Drawing spurt. Here's some more...


----------



## ForbiddenSecrets (Aug 15, 2010)

Aw those are very cute c:


----------



## betta lover1507 (Aug 6, 2011)

I NEED ONE OF THEM AS MY BETTA'S XD lol, tell us when ever you like to do our fish ;p


----------



## gidgeystartedit (Nov 13, 2011)

Me? Do your fish? I guess I could try. Tomorrow though, it's late here. But sure.. You could put a pic up?


----------



## betta lover1507 (Aug 6, 2011)

k :-D here is Cookie:








thanks!!


----------



## gidgeystartedit (Nov 13, 2011)

O.K., here's my try.


----------



## betta lover1507 (Aug 6, 2011)

:shock: i love how you made her caudal, love the pattern ;D


----------



## gidgeystartedit (Nov 13, 2011)

Thanks!

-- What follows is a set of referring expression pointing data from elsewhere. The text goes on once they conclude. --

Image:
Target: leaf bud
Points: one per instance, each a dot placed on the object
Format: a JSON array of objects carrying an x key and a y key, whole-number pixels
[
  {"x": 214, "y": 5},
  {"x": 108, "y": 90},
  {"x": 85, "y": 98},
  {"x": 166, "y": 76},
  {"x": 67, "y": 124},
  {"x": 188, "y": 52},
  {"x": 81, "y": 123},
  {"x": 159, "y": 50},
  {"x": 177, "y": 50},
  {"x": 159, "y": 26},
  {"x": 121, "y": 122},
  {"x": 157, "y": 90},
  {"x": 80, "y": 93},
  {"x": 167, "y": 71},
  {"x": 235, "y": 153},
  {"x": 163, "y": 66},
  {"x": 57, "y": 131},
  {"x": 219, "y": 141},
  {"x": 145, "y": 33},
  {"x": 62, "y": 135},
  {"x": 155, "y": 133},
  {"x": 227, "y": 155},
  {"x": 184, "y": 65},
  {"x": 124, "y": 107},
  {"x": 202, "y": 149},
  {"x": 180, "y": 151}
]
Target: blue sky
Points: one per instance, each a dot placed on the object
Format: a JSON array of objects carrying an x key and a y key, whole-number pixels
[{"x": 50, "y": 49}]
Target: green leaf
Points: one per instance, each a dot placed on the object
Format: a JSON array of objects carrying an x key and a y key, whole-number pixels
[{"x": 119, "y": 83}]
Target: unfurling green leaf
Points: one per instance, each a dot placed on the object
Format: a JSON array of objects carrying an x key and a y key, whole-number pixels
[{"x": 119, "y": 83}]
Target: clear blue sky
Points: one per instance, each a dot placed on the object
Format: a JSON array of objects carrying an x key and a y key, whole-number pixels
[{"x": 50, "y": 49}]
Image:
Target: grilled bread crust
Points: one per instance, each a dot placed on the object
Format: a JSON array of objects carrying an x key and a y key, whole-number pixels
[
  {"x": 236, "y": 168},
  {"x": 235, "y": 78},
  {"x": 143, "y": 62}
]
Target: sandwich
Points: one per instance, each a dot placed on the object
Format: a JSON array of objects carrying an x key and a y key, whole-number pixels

I tried. I didnt have many colors.


----------



## ZergyMonster (Feb 20, 2012)

You can edit your colors in paint. If you're using the newer version of MS paint you click the edit colors button. If you have the older version it should be under one of the top tabs.


----------



## gidgeystartedit (Nov 13, 2011)

Yep. I knew that just forgot how to do it..


----------